Investor's wiki

Discount Note

Discount Note

What Is a Discount Note?

A discount note is a short-term debt obligation issued at a discount to par. Discount notes are like zero-coupon bonds and Treasury bills (T-Bills) and are typically issued by government-sponsored agencies or exceptionally rated corporate borrowers.

Discount notes have maturity dates of as long as one year long. Discount notes don't offer investors periodic interest payments. Instead, investors purchase discount notes at a discounted price and receive the note's face value (likewise called "par value") at maturity.

Understanding a Discount Note

Discount notes are fixed-income securities that don't make interest payments as long as necessary. Since investors don't get the additional advantage of periodic interest income, the notes are offered at a discount to par.

On the maturity date, the notes mature at a par value over the purchase price, and the price appreciation is utilized to calculate the investment's yield. For instance, an investor that purchases a discount note for $9,400 will receive the par value of $10,000 when it matures 90 days from the purchase date. The investor's return on investment (ROI) can be calculated as the difference between the purchase price and face value, that is, $10,000 - $9,400 = $600.

Calculating a Discount Note

The price discount received by the bondholder at maturity can likewise be taken as the imputed interest earned on the bond. To calculate the effective rate earned on the bond, the interest earned can be isolated by the product of the purchase value and time to maturity.

Effective rate = $600/[$9,400 x (90/360)]

Effective rate = 25.53%

Most institutional fixed-income purchasers will compare the yield-to-maturity (YTM) of different zero-coupon debt offerings with standard coupon bonds to find yield pickup in discount bonds.

For tax purposes, any gain produced using the sale or redemption of the discount bond is treated as ordinary income up to the amount of the [ratable share](/ratable-accumulation method) of the bond.

Advantages and Disadvantages of Discount Notes

One of the advantages of discount notes is that they are not as volatile as other debt instruments. They are, therefore, perceived to be a safe investment for investors hoping to preserve their capital in a low-risk investable security.

In addition, these debt instruments are viewed as safe investments due to the fact that they are backed by the full faith and credit of the U.S. government. The risk of default is, thus, negligible. The purchase of discount notes may likewise end up being advantageous for investors who might require access to the funds after a short period of time.

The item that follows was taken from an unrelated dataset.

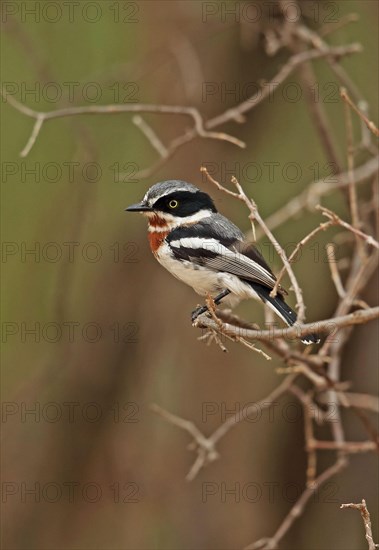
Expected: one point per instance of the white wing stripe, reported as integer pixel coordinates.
(226, 259)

A disadvantage of discount notes is their relatively low ROI. Since they are perceived as safer investments, the amount an investor can earn with them is less compared to other investments. Higher-risk investments have the potential of offering investors a greater profit from a similar principal investment, but they likewise carry a greater risk of loss too.

While the risk of default is negligible with government-issued discount notes, notes issued by corporations have a higher risk of default. Along these lines, corporate notes typically offer investors a higher rate of return compared to government notes.

Special Considerations

The biggest issuers of discount notes are government-sponsored agencies, for example, the Federal Home Loan Mortgage Corporation (Freddie Mac) and the Federal Home Loan Bank (FHLB). These agencies issue notes to investors as a method for raising short-term capital for different projects.

Discount notes issued by Freddie Mac, for instance, have maturities that reach from overnight to one year. The notes are issued and maintained in book-entry form through the Federal Reserve Bank of New York, and investors might get the notes in denominations as small as $1,000.

Highlights

  • Government discount notes are viewed as safe investments since they are backed by the full faith and credit of the United States government.
  • The profit the investor earns is the spread between the discounted purchase price of the note and the face value redemption price the investor receives upon the note's maturity.
  • Corporations and governments sell discount notes to investors to raise short-term capital for different projects.
  • A discount note alludes to a short-term debt obligation normally issued by exceptionally rated corporations or government-sponsored entities.
  • Discount notes are issued at a discount to par, and that means investors purchase them at a cost lower than the note's face value.